10 Sep 2015
Acceleration in national house price growth was reinforced by the continued imbalance between falling new instructions to sell and rising buyer demand, according to the August 2015 RICS UK Residential Market Survey.
- Shortage of housing stock drives prices higher
- House prices set to rise by 6% in 2015
- New buyer inquiries continue to build at a solid rate
Read the survey in full
The imbalance between demand and supply
The RICS price indicator reached a 15-month high in August, with a net balance of 53% more respondents reporting price-rises, and firm-growth being seen across all areas of the UK.

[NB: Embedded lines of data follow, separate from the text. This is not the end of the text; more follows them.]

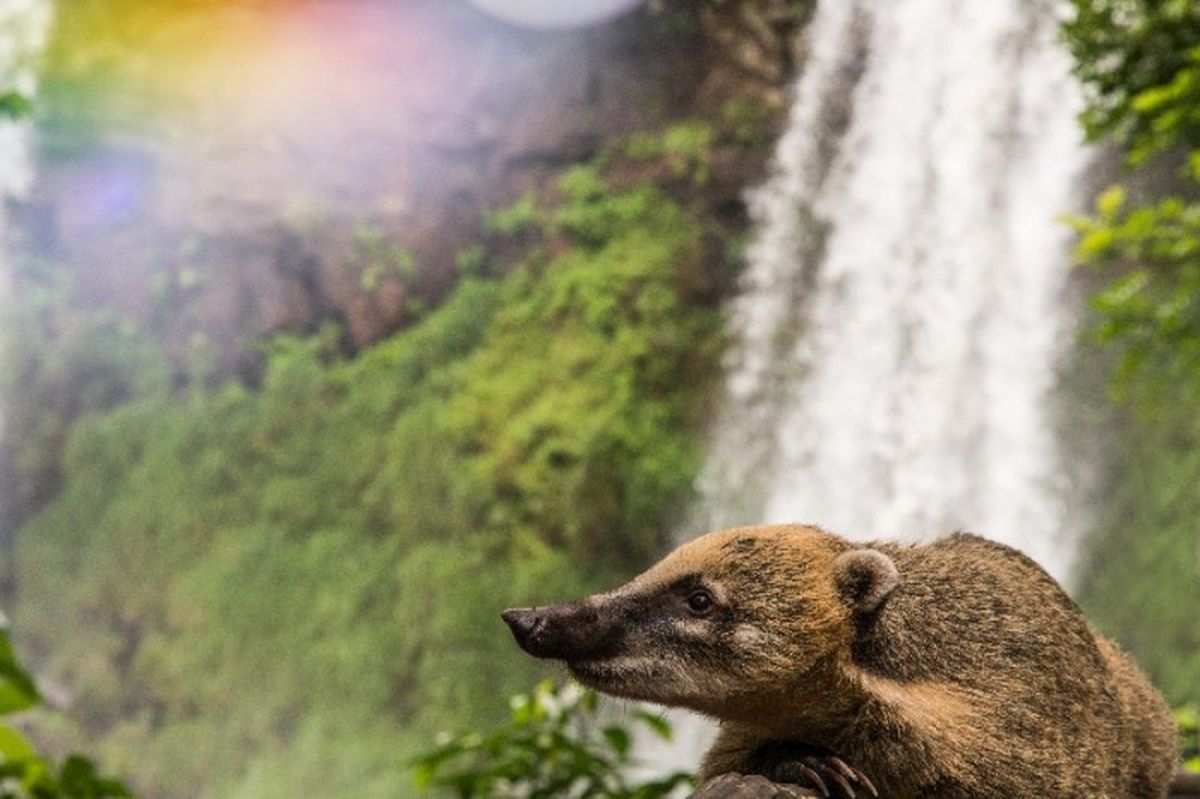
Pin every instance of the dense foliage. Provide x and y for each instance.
(300, 581)
(1140, 65)
(557, 744)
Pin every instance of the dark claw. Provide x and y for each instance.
(838, 772)
(841, 782)
(815, 779)
(815, 767)
(846, 772)
(867, 781)
(754, 786)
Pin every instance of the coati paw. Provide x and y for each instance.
(750, 786)
(814, 767)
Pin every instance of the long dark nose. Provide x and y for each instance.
(573, 631)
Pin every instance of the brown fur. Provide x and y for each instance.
(972, 676)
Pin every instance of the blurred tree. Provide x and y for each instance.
(15, 104)
(1139, 61)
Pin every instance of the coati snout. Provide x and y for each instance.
(574, 631)
(949, 668)
(713, 622)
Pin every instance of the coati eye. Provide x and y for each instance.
(700, 602)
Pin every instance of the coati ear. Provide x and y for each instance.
(864, 578)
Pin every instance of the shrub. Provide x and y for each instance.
(557, 744)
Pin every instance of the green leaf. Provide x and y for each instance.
(13, 745)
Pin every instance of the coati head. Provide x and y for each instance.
(733, 619)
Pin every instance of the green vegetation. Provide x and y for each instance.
(1188, 718)
(1140, 64)
(378, 258)
(24, 773)
(514, 220)
(300, 581)
(687, 149)
(557, 743)
(15, 104)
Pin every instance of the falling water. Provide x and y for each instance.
(23, 25)
(905, 304)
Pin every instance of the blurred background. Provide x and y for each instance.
(331, 328)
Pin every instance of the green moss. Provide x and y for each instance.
(300, 582)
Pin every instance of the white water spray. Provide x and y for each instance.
(905, 305)
(23, 28)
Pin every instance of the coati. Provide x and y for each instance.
(952, 670)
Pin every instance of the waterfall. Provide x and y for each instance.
(23, 28)
(905, 304)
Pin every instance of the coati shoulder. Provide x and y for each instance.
(955, 668)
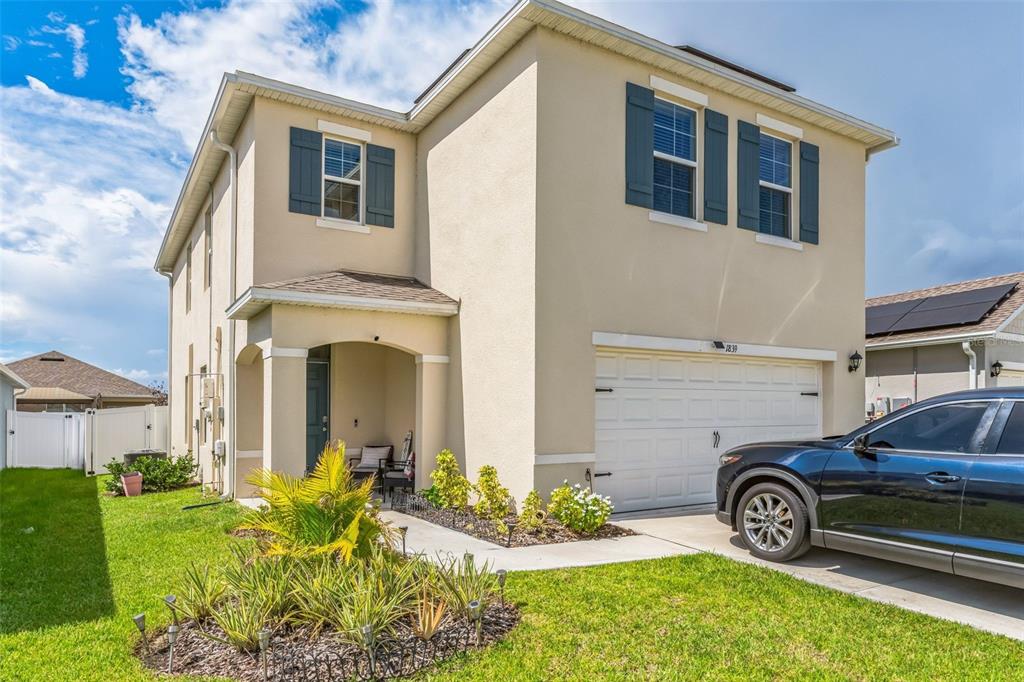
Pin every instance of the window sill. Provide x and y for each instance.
(771, 240)
(678, 221)
(332, 223)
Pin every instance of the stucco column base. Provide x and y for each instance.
(431, 417)
(285, 415)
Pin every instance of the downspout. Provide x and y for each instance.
(972, 364)
(232, 181)
(170, 355)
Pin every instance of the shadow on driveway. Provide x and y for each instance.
(52, 556)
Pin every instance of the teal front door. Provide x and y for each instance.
(317, 411)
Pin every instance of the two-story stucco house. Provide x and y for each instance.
(583, 254)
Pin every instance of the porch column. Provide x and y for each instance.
(431, 414)
(285, 410)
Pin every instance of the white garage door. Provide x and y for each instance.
(663, 419)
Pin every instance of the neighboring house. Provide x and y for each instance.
(62, 383)
(932, 341)
(583, 254)
(11, 386)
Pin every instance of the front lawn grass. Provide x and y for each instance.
(69, 588)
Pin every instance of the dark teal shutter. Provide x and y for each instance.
(716, 167)
(808, 193)
(639, 145)
(380, 185)
(748, 186)
(304, 176)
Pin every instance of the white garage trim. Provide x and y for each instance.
(564, 458)
(639, 342)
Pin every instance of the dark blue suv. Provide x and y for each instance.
(938, 484)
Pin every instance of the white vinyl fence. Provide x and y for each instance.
(83, 440)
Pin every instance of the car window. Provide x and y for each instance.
(946, 428)
(1012, 440)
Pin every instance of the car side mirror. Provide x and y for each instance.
(860, 444)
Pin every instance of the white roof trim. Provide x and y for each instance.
(255, 299)
(12, 377)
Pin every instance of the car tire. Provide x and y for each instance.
(772, 522)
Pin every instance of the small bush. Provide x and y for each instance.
(452, 486)
(532, 514)
(495, 503)
(580, 509)
(159, 474)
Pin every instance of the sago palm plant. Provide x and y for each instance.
(326, 513)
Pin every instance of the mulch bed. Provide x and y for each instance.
(550, 533)
(297, 654)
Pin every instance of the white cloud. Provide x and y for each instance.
(75, 35)
(385, 54)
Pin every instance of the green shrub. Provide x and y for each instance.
(494, 502)
(432, 496)
(532, 514)
(324, 513)
(452, 486)
(159, 474)
(580, 509)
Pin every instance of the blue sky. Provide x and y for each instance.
(101, 103)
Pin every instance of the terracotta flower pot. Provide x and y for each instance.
(132, 483)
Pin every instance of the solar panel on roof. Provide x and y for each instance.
(966, 307)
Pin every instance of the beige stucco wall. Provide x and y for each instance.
(603, 265)
(290, 245)
(477, 243)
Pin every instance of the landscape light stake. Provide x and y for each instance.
(502, 576)
(264, 644)
(172, 636)
(169, 600)
(140, 624)
(368, 641)
(474, 616)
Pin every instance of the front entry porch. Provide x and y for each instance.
(365, 372)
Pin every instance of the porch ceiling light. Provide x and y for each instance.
(855, 359)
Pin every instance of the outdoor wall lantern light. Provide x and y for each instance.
(140, 624)
(855, 361)
(172, 636)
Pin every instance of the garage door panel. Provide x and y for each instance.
(655, 429)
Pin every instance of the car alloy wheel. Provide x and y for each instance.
(768, 522)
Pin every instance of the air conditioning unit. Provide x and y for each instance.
(209, 388)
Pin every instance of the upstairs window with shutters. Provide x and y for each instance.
(776, 185)
(675, 159)
(342, 180)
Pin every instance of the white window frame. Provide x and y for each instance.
(671, 218)
(780, 187)
(330, 221)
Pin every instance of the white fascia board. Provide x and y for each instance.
(663, 343)
(343, 131)
(255, 299)
(777, 126)
(677, 90)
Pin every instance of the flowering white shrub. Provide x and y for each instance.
(580, 509)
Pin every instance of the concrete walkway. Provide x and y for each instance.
(983, 605)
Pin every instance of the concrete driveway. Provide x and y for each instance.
(983, 605)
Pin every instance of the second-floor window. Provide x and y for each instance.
(342, 180)
(675, 159)
(776, 185)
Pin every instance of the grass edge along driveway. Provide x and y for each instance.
(70, 586)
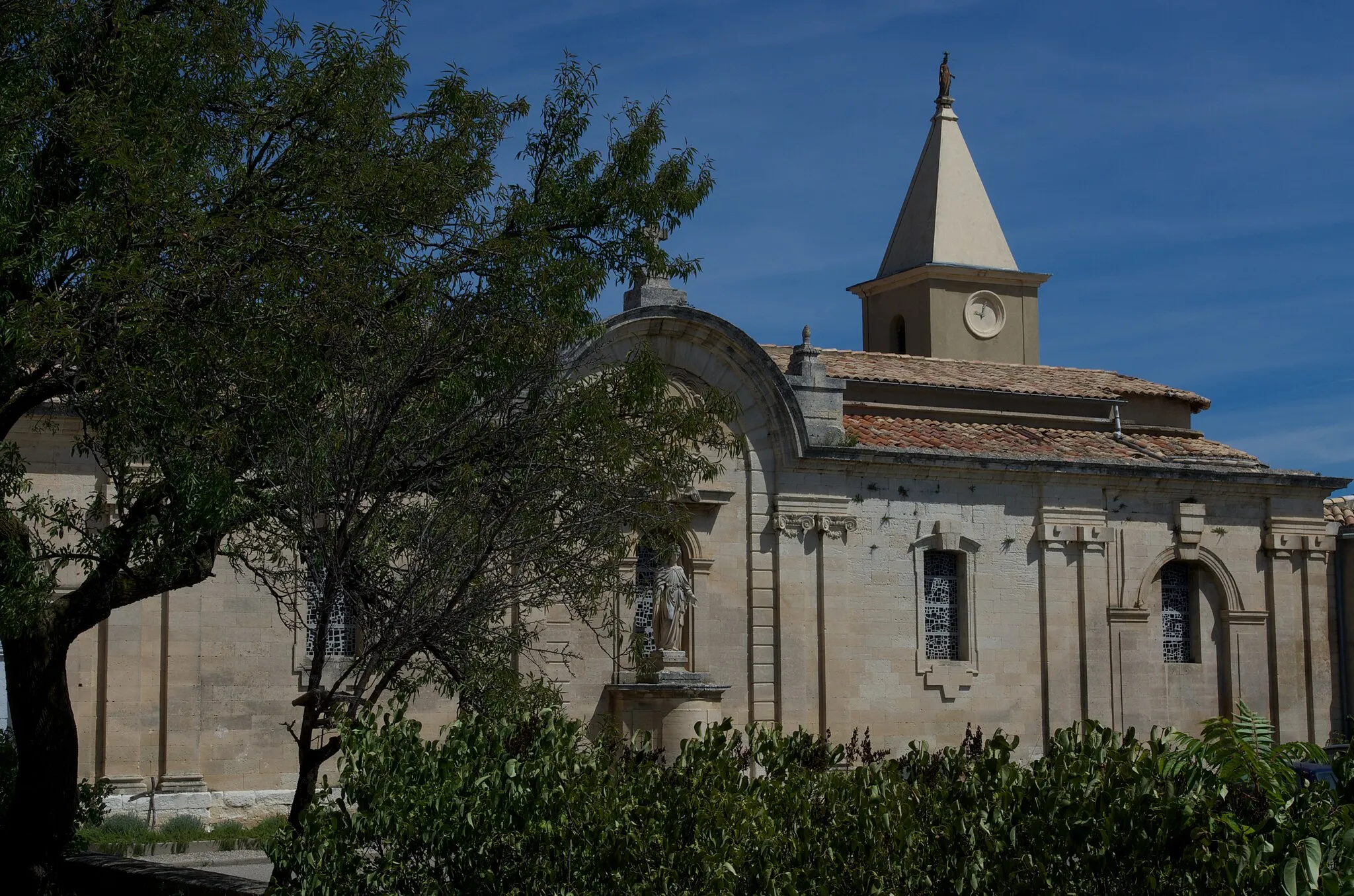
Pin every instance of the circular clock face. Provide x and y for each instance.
(984, 316)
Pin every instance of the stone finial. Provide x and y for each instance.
(649, 289)
(820, 396)
(945, 77)
(803, 359)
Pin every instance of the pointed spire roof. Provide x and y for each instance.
(947, 217)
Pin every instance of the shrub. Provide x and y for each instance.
(530, 805)
(183, 827)
(124, 826)
(228, 831)
(270, 827)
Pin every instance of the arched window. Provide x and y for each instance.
(1177, 615)
(646, 565)
(899, 336)
(941, 605)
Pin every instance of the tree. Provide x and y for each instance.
(194, 206)
(463, 474)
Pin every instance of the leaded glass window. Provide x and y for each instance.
(340, 632)
(646, 566)
(940, 608)
(1175, 615)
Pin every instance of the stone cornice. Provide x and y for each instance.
(947, 272)
(1127, 468)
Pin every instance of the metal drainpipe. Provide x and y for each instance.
(1345, 539)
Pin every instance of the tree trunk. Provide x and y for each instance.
(306, 780)
(41, 819)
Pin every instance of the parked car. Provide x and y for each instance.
(1314, 772)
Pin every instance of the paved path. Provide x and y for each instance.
(248, 864)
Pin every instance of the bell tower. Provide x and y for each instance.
(948, 285)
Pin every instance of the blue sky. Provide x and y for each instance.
(1182, 170)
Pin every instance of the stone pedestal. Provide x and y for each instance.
(665, 700)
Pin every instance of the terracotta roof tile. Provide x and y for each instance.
(1016, 440)
(1339, 509)
(1008, 378)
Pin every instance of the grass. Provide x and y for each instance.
(129, 830)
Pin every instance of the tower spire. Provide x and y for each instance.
(947, 217)
(948, 285)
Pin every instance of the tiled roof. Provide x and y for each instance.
(1339, 509)
(1006, 378)
(1014, 440)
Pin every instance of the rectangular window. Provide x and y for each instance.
(340, 634)
(940, 608)
(1175, 615)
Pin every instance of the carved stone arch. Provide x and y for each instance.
(691, 546)
(951, 677)
(704, 351)
(1209, 561)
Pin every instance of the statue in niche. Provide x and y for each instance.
(945, 77)
(672, 596)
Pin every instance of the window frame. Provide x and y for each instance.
(1192, 612)
(959, 604)
(949, 676)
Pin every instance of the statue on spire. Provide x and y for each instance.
(945, 77)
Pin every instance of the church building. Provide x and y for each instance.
(940, 531)
(934, 533)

Further analysis, using Office for National Statistics’ data as the comparator, indicates that prices now look likely to rise in the region of 6% over the course of 2015, compared with 3% predicted at the beginning of the year.
The strongest price growth is forecast in Northern Ireland, where prices are now anticipated to rise by 11% throughout 2015.
Both near and medium-term price expectations series from the survey are reflective of the imbalance between demand and supply. 37% more members are expecting prices to continue to rise over the next three months and 76% over the coming year.
Meanwhile the agreed sales balance edged upwards for the fourth successive month but a more robust recovery in activity is continuing to be held back in part by the lack of stock on the market.
At the national level
New buyer enquiries increased for a fifth month in succession, with 22% of respondents reporting a rise in demand, led by significant improvements in the West Midlands, Wales and the North West. New instructions, however, have yet to record any meaningful upturn since the middle of 2013, pushing average stock levels to record lows.
While the UK housing market has seen some substantial volatility in demand over the last 18-months, the most consistent feature has been a distinct shortage of new instructions. With respondents reporting another fall in appraisals during August, and looking at general market conditions, we have no reason to believe this will change in the near term. Therefore, despite the fact that demand has been picking up in recent months, we have lowered our forecast for transactions for 2015 from 1.25 million to 1.2 million. Alongside this, we have revised our expectations for price gains this year up to 6%.
In the lettings market
Tenant demand rose at a steady pace for the eighth successive month, outstripping the modest pick-up in new landlord instructions. Accordingly, rents are expected to increase in the near term, with 34% of respondents predicting a rise in rents during the next three months.